Project Overmatch is the Navy’s contribution to Joint All-Domain Command and Control (JADC2), the Pentagon’s new concept for fighting, which envisions getting the right data to the right place for more informed decision making and command and control. While each of the other services have their own approaches, the Navy has been relatively tight-lipped in providing details about its effort.
The information warfare community is now partnering with the Project Overmatch team to develop training associated with the capabilities that will be demonstrated.
“It’s a really great partnership and it’s also informing, I think, how we may need to adjust our training paradigm long term,” Vice Adm. Kelly Aeschbach, commander of Naval Information Forces, said Thursday during a Defense One webcast. “If [Rear Adm.] Doug Small’s team delivers as we hope, it’s going to give us a lot more agility in how we integrate new technologies. And I think our old brick-and-mortar approach to the schoolhouse is something we’re going to have to rethink. This is really giving us an opportunity to consider how we do more mobile, distributed training, use virtual technologies and really look at just-in-time ways to empower our sailors to integrate new capabilities.”
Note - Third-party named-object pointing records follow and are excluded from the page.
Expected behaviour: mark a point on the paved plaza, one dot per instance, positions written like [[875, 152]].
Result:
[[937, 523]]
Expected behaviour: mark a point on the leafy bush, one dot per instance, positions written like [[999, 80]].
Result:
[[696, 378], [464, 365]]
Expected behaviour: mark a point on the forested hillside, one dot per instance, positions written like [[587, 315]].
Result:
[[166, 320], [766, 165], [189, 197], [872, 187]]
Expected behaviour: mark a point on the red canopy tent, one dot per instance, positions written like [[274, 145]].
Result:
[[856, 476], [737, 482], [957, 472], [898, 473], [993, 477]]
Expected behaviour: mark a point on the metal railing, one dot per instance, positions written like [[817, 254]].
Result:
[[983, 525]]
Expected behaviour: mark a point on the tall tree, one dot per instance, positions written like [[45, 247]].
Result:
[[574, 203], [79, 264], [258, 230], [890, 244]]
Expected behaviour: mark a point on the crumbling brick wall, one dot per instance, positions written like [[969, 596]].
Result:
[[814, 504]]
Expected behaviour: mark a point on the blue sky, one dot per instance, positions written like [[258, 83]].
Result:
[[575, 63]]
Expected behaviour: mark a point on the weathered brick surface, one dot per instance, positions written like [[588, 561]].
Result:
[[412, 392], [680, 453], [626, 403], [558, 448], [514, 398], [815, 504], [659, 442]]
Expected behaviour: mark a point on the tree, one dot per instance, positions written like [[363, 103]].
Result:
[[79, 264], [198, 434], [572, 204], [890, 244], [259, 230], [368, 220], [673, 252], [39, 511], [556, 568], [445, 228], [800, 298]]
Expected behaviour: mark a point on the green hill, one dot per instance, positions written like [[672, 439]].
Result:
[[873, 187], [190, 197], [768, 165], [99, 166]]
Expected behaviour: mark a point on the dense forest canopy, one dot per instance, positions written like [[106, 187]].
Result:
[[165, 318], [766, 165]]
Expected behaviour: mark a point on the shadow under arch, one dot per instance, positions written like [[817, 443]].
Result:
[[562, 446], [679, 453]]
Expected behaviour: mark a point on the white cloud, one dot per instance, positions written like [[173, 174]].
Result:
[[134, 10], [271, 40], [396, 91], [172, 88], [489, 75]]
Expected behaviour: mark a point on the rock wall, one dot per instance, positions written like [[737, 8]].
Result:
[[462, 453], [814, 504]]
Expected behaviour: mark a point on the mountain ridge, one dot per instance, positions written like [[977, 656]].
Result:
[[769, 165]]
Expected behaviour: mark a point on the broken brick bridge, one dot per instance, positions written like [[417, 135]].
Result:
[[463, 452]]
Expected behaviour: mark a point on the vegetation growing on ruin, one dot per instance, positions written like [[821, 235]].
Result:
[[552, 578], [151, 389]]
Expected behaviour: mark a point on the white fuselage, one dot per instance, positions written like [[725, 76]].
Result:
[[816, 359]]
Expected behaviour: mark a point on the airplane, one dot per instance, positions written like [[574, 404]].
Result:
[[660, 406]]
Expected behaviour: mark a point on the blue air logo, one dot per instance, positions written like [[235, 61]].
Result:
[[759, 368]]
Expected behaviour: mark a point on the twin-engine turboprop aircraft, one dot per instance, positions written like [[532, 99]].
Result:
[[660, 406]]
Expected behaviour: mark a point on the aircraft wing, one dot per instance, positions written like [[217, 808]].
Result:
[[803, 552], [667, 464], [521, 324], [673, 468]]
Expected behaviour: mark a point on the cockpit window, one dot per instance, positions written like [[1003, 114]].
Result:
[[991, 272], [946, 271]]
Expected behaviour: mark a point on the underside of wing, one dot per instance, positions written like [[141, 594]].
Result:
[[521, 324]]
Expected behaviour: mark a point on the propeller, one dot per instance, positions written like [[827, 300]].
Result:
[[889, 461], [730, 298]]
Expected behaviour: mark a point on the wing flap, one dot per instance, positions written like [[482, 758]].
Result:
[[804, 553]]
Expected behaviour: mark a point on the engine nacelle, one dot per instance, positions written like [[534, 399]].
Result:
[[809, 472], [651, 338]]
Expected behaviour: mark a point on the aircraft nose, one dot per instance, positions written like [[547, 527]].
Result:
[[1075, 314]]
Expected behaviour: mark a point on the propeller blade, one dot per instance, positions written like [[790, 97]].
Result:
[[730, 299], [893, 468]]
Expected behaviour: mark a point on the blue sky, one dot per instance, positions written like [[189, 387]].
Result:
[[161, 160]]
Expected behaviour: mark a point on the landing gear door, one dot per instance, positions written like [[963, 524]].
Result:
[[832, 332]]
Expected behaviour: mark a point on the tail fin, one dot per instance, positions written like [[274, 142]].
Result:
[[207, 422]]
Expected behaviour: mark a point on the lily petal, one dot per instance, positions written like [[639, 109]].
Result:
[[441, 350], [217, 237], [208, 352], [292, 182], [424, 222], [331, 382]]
Aeschbach said her forces are co-chairing a cross-functional team looking at integration and training, identifying new requirements and deeper levels of training that might be needed for sailors and officers.
She has previously spoken about the information warfare community’s need for more live, virtual, constructive (LVC) training given the sensitive nature of their capabilities.
Last year, her team worked with Small’s to pilot connecting systems to LVC training, and the results were positive, officials say.
“With success in that we’ll actually be able to measure how well sailors perform and be much more effective in the training we deliver,” Aeschbach said. “We will also be able to really exploit our capabilities because honestly, we don’t want to be out revealing some of the techniques and tactics that we’re developing where others can see what we’re doing or observe and draw lessons from our capabilities. It will be really powerful if we can deliver as we’re planning.”